To develop a noninvasive technique to assess liver volumetry and intrahepatic portal vein anatomy in a mouse model of liver regeneration.
Fifty-two C57BL/6 male mice underwent magnetic resonance imaging (MRI) of the liver using a 4.7 T small animal MRI system after no treatment, 70% partial hepatectomy (PH), or selective portal vein embolization. The protocol consisted of the following sequences: three-dimensional-encoded spoiled gradient-echo sequence (repetition time per echo time 15 per 2.7 ms, flip angle 20°) for volumetry, and two-dimensional-encoded time-of-flight angiography sequence (repetition time per echo time 18 per 6.4 ms, flip angle 80°) for vessel visualization. Liver volume and portal vein segmentation was performed using a dedicated postprocessing software. In animals with portal vein embolization, portography served as reference standard. True liver volume was measured after sacrificing the animals. Measurements were carried out by two independent observers with subsequent analysis by the Cohen κ-test for interobserver agreement.

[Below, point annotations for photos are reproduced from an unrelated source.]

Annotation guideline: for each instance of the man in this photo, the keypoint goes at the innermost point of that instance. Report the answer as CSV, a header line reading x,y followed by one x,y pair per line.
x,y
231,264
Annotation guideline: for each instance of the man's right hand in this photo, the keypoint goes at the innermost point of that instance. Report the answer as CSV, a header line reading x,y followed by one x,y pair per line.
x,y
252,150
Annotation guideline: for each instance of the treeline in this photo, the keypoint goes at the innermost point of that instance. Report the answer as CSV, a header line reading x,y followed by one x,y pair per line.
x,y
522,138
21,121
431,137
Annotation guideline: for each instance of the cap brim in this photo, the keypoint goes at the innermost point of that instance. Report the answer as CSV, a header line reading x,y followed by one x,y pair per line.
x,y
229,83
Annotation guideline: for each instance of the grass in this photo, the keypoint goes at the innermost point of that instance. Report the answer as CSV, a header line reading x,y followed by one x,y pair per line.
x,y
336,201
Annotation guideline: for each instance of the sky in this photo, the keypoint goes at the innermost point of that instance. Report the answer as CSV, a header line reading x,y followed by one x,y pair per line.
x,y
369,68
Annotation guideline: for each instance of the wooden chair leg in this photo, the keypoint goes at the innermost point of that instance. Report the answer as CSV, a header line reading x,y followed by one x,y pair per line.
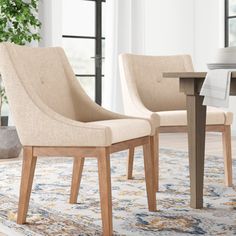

MRI liver volumetry highly correlated with the true liver volume measurement using a conventional method in both the untreated liver and the liver remnant after 70% PH with a high interobserver correlation coefficient of 0.94 (95% confidence interval, 0.80-0.98 for untreated liver [P < 0.001] and 0.90-0.97 after 70% PH [P < 0.001]). The diagnostic accuracy of magnetic resonance angiography for the occlusion of one branch of the portal vein was 0.95 (95% confidence interval, 0.84-1). The level of agreement between the two observers for the description of intrahepatic vascular anatomy was excellent (Cohen κ value = 0.925).
This protocol may be used for noninvasive liver volumetry and visualization of portal vein anatomy in mice. It will serve the dynamic study of new strategies to enhance liver regeneration in vivo.